The plague in New Orleans had a less devastating effect than the Black Death. Thanks to a ferocious eradication initiative conducted by federal and local entities, its toll was limited to 31 infections and 10 deaths. From 1914 to 1915, efforts by the US Public Health Service in New Orleans led to the extermination of over half a million rats. Workers went so far as to level buildings and burn the contents of homes and businesses in order to control the contagion.

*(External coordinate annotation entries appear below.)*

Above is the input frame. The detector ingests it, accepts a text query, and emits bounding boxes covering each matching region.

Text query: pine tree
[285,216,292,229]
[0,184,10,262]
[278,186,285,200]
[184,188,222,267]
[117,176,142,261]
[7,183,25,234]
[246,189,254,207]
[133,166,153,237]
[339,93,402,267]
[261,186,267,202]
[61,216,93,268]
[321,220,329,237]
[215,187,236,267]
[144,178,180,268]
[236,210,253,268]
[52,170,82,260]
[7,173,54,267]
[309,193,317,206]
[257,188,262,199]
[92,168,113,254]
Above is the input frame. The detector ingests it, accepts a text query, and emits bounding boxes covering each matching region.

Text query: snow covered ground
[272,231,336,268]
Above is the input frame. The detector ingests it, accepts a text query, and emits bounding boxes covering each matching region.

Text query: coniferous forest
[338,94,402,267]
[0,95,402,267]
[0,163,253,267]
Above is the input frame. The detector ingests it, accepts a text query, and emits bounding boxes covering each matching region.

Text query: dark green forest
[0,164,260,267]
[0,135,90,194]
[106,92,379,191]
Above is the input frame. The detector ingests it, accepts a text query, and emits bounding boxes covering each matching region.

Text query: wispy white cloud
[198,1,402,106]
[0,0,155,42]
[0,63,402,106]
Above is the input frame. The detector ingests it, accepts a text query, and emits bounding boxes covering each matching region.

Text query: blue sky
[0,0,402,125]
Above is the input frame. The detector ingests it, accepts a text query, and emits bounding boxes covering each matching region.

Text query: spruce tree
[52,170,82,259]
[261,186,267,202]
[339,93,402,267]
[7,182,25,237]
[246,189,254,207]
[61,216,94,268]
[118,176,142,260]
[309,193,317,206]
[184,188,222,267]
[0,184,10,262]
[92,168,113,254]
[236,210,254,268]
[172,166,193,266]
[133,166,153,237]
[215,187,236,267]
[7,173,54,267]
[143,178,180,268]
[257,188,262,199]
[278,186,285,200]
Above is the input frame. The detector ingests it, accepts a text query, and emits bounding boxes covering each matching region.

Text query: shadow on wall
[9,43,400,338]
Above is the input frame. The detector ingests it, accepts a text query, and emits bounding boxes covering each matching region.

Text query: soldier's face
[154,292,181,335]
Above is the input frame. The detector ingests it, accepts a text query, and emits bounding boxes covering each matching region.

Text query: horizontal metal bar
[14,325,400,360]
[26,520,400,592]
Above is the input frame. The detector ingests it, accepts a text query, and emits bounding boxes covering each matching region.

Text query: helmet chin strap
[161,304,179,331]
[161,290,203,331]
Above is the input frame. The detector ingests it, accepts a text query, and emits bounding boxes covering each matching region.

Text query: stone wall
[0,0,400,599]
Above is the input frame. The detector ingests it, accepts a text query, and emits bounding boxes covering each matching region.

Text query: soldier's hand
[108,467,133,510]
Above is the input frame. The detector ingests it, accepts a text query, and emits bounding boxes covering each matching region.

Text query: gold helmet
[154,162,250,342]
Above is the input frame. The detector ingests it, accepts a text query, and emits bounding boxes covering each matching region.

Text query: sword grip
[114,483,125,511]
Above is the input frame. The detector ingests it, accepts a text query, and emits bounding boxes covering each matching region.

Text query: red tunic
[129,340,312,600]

Noting the plentiful foodstuffs available at wholesale grocers, on ships coming into port, and in warehouses along the river, the Public Health Service decreed plans of action that included rat-proofing homes and businesses with concrete foundations and wire-mesh fortifications, fumigating ships with carbon monoxide, and setting out poison and traps for those rodents that survived other efforts. Additionally, the rat-proof garbage can was introduced to the delight of residents (and the consternation of the rodents). These steps, combined with an active trapping campaign, significantly reduced the number of pests and potential plague victims in New Orleans and became a blueprint for other port cities around the country.
A second outbreak struck the city from 1919 to 1921, infecting 25 and killing 11, but thanks to the foundation laid by the successful response from a few years earlier, New Orleans was declared free of the plague—if not rats—by the late ’20s, and the disease hasn’t resurfaced since.